Gabriel Anhaia

Posted on May 24

Event Sourcing Snapshots: When, How Often, and Why Most Teams Over-Snapshot

#architecture #eventsourcing #performance #backend

Book: Event-Driven Architecture Pocket Guide: Saga, CQRS, Outbox, and the Traps Nobody Warns You About
Also by me: Thinking in Go (2-book series) — Complete Guide to Go Programming + Hexagonal Architecture in Go
My project: Hermes IDE | GitHub — an IDE for developers who ship with Claude Code and other AI coding tools
Me: xgabriel.com | GitHub

Snapshot every 50 events, the docs say. Most teams snapshot every 10 because rebuilds got slow. They snapshot the wrong things. Snapshot storage doubles every quarter and nobody notices until the bill arrives.

The cadence is wrong because it's tied to write volume, not the thing that actually hurts: how long it takes to rebuild an aggregate when somebody asks for it.

What a snapshot actually saves you — replay cost math

A snapshot is a serialized aggregate state at a point in time. When you load the aggregate, instead of replaying all 8,420 events from the beginning, you load the last snapshot at event 8,000 and replay 420.

The cost you're saving is wall-clock replay time on the read path. Write it out:

T_rebuild = T_load_snapshot + (N_events_since * T_apply_per_event)

For a typical CRM contact aggregate with 5,000 lifetime events:

T_apply_per_event measured at p95: 0.3 ms (deserialize JSON, apply handler, mutate in-memory state).
No snapshot: 5000 * 0.3 ms = 1500 ms per load. That's a 1.5-second p95 on anything that loads the aggregate.
Snapshot every 50: ~50 * 0.3 ms = 15 ms. Fast.
Snapshot every 500: ~500 * 0.3 ms = 150 ms.
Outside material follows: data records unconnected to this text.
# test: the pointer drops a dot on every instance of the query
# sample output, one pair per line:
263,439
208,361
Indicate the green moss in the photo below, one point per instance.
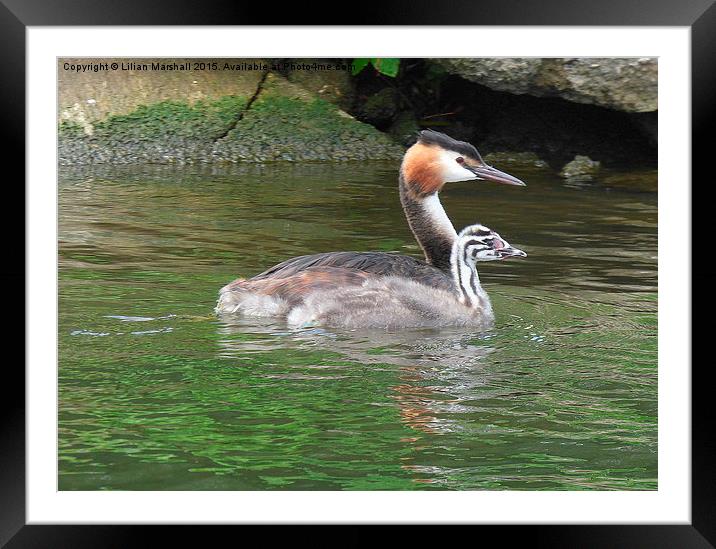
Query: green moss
284,128
70,130
275,127
204,120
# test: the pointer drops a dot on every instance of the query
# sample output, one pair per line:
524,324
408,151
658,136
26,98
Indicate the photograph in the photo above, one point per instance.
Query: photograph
357,274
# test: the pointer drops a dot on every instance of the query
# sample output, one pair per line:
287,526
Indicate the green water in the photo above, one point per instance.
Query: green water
155,393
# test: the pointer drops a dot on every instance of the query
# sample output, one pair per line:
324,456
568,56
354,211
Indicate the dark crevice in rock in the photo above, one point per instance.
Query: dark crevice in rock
259,89
555,129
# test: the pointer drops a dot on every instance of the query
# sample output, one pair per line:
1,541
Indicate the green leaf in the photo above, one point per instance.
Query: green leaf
388,66
359,65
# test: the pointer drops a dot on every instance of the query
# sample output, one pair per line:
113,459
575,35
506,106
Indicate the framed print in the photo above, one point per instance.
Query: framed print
246,303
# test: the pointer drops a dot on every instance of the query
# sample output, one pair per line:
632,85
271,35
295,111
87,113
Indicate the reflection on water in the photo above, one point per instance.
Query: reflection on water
158,393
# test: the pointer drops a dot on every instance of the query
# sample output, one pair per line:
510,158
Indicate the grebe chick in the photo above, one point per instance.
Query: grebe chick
434,160
338,297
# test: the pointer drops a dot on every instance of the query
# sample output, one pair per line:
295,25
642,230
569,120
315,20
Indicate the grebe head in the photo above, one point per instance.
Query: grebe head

Still inside an SLA for most APIs.

So far the every-50 advocates look right. Now add the cost they ignored:

T_snapshot_write = T_serialize + T_persist
Storage_growth   = (lifetime_events / snapshot_interval) * avg_snapshot_size

For 100,000 active aggregates averaging 50 events between snapshots and 2 KB per snapshot, that's 2,000 snapshot writes per "50 events worth" of activity and ~200 MB of new snapshot blobs per aggregate-lifetime. Quarter over quarter, that compounds.

Worse: snapshot writes happen on the command path in most implementations. The write path pays for read-path optimization that may never get used.

Why every-N-events is the wrong cadence — replay frequency matters more than write frequency

Here's the part nobody writes down. The benefit of a snapshot only materializes when the aggregate gets loaded.

A shopping-cart aggregate during a flash sale: 200 events in 30 seconds, then abandoned forever. You snapshotted at every-10 four times. Net benefit of those snapshots: zero. Nobody loads that cart again.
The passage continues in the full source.